In order to take advantage of this tougher material, it seems that the next
step in our window development is not to try to optimise its thickness
further, but to look for a simpler geometry that allows an easy and
repeatable production.
Stage 4 development -- the new journey to a thinner
& simpler window!
The simplest window geometry is a flat window, and the most consistent
tolerance is that offered by a foil or a pre-pressed flat plate. Instead of
having a duplex contour, like our bellow window, the window could be
just a flat plate made out of a foil etc;
But a flat plate requires a thickness many times thicker than a curved
shell for the same load.
If we examine the stress formation of a flat plate, we notice that the
dominant stress is that caused by bending. If we could somehow
suppress the bending, in other words, its out of plane deflection, we
would be able to eliminate most of the bending stress
Our next window development is based on this principle:
Imagine a disk (circular plate), if we can somehow tension it to such an
extent that any further out of plane deflection are being “resisted” by
these tension forces, like a tightly strung guitar string, or more to the
point, like a trampoline.
The Creation of a pre-tensioned Window
Burst Pressure
Can’t go anymore,
already stretched to
the limit, like Dan’s
budget!!
Pre-tension
Pre-tension
How does it work?
The window is referred hereafter as the thin foil;
The foil is pre-tensioned to the exact tension level. This reduces the
amount of bending deformation when the window is subjected to an
internal pressure afterwards;
With no room for developing any further out of plane movement, the foil
will “convert” any additional stresses into membrane stress.

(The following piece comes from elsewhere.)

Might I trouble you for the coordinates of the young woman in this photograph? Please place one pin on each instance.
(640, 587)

The amount of pre-tension must be exact – too little will promote further
bending stresses, and too much will damage the foil by tear.
FEA so far suggests that a foil of 0.1mm will sustain a burst pressure of
100 psi (4 times the design pressure) by using Aluminium Lithium Alloy.
But it requires some detail restraining at its perimeter in order to
achieve the require pressure rating. As we only had the first set of
results a few days ago, we would like to conduct further analyses to
ensure that the proposed scheme is valid for all boundary conditions
before we confirm its general acceptance.
We shall explain our results with further plots and figures at our next
meeting
What next?
The evidence so far suggests that we could continue to thin
the window using higher and higher strength materials. But
there is doubt that the ultra thin window, if the present shape
is to be maintained, may not be possible to produce.
Our next development phase should concentrate more on
making windows that, on one hand, utilises the advantages
offered by the higher strength materials, and on the other
hand, doesn’t involve complicated manufacturing procedures.
Naturally, we want a design the guarantees consistent
accuracy
From an engineering point of view, we should continue to
develop the pre-tension foil window.